The wreckage of the car of investigative journalist Daphne Caruana Galizia
The wreckage of investigative journalist Daphne Caruana Galizia's car in Mosta, Malta in 2017.Rene Rossignaud / AP file

Caruana Galizia investigated suspected corruption among political and business circles in the tiny European Union nation, which is a financial haven in the Mediterranean.

Prosecutors alleged that the brothers that they were hired by a top Maltese businessman with government ties. That businessman has been charged and will be tried separately.

In the run-up to the trial, the Degiorgio brothers had denied the charges. A third suspect, Vincent Muscat, avoided a trial after earlier changing his plea to guilty. Muscat is serving a 15-year sentence.

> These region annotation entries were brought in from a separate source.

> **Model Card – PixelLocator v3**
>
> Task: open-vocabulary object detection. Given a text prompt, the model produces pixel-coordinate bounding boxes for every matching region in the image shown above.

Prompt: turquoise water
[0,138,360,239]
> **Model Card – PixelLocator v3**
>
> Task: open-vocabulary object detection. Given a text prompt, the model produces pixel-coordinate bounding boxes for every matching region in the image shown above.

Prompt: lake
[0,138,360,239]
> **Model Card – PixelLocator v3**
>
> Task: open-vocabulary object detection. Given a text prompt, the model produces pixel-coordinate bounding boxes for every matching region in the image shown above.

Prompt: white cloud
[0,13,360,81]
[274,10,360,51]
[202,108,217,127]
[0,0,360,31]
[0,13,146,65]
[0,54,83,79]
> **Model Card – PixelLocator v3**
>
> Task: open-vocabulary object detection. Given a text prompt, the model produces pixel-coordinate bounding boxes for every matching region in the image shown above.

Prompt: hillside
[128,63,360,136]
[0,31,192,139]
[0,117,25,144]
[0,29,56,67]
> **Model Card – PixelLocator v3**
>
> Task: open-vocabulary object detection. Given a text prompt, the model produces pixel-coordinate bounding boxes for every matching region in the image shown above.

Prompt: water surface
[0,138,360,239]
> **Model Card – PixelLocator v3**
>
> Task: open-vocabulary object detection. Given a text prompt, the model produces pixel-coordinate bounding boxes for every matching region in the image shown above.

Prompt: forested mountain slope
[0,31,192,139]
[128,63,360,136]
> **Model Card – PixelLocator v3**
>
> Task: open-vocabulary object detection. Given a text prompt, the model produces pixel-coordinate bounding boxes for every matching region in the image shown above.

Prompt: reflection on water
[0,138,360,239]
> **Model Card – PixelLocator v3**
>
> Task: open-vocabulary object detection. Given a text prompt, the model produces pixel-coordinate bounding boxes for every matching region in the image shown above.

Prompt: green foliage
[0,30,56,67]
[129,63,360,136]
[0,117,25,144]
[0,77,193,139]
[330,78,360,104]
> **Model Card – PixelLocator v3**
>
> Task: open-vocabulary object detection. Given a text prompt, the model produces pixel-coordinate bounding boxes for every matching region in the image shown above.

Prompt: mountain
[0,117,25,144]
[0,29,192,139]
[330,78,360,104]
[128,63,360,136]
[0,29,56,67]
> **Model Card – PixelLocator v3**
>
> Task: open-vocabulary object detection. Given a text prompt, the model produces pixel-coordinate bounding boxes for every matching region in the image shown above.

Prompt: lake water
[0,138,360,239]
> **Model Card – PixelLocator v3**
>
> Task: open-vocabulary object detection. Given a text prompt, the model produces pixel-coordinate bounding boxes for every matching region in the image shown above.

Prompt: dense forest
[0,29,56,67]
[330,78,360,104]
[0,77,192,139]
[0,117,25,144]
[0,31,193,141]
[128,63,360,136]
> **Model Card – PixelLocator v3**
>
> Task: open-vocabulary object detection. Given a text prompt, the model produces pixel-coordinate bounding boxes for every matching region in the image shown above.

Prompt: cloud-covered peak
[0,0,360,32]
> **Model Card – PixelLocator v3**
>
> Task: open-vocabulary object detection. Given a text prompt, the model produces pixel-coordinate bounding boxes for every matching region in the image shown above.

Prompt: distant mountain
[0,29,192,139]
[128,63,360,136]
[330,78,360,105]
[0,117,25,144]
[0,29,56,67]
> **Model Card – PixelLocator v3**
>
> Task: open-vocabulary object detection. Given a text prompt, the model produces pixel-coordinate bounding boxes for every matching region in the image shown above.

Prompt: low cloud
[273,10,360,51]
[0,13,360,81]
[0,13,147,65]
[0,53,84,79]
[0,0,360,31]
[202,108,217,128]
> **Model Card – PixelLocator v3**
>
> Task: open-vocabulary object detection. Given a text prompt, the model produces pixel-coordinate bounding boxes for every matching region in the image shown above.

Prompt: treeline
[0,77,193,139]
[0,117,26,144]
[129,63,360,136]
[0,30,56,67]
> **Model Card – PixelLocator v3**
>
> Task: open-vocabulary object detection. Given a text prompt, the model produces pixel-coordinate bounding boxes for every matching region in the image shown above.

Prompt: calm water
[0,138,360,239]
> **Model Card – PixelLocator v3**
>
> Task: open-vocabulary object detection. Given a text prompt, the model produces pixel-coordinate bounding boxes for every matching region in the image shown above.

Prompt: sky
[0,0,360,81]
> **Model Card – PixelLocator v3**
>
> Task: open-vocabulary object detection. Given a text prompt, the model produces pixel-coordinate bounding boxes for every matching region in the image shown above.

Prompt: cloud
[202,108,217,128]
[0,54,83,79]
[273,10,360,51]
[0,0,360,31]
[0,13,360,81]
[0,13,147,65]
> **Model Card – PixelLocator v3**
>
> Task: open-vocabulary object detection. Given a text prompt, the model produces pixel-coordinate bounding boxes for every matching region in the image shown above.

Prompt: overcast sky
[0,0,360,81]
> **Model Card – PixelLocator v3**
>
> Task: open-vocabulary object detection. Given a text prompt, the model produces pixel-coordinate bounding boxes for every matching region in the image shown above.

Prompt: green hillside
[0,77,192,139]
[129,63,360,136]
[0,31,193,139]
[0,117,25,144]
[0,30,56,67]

It wasn’t immediately clear why the defendants abruptly reversed their pleas.

During the prosecution’s opening arguments, the state argued they had evidence involving cell phones that would link the defendants to the bombing.

The brothers had unsuccessfully tried to negotiate a pardon in exchange for naming bigger alleged conspirators, including a former minister whose identity hasn’t been revealed.

The bomb had been placed under the driver’s seat and the explosion was powerful enough to send the car’s wreckage flying over a wall and into a field.

A top Maltese investigative journalist, Caruana Galizia, 53, had written extensively on her website “Running Commentary” about suspected corruption in political and business circles in the Mediterranean island nation, an attractive financial haven.

People hold pictures of slain journalist Daphne Caruana Galizia
People hold pictures of slain journalist Daphne Caruana Galizia during a protest outside the office of the Maltese Prime Minister Joseph Muscat in Valletta, Malta in 2019. Rene Rossignaud / AP

Among her targets were people in then-Prime Minister Joseph Muscat’s inner circle whom she accused of having offshore companies in tax havens disclosed in the Panama Papers leak. But she also targeted the opposition. When she was killed she was facing more than 40 libel suits.

The arrest of a top businessman with connections to senior government officials two years after the murder sparked a series of mass protests in the country, forcing Muscat to resign.

Yorgen Fenech was indicted in 2019 for alleged complicity in the slaying, by either ordering or instigating the commission of the crime, inciting another to commit the crime or by promising to give a reward after the fact. He was also indicted for conspiracy to commit murder. Fenech has entered not-guilty pleas to all charges.

No date has been set for his trial.

A self-confessed middleman, taxi driver Melvin Theuma, was granted a presidential pardon in 2019 in exchange for testimony against Fenech and the other alleged plotters. Two men, Jamie Vella and Robert Agius, have been charged with supplying the bomb, but their trial has not yet begun.

In the morning session before a lunch break, a deputy prosecutor, Philip Galea Farrugia, told the court that Theuma was asked by an unnamed person to find someone to kill Caruana Galizia. Theuma allegedly approached one of the Degiorgio brothers and a payment of 150,000 euros ($146,500) was negotiated, said Galea Farrugia.

Galea Farrugia also said that a rifle was initially selected as the murder weapon, but that was later switched to a bomb. Prosecutors also said that a cell phone — one of three that George Degiorgio had with him on a cabin cruiser in Malta’s Grand Harbor — had triggered the explosion.

A 2021 public inquiry report found that the Maltese state “has to bear responsibility” for Caruana Galizia’s murder because of the culture of impunity that emanated from the highest levels of government.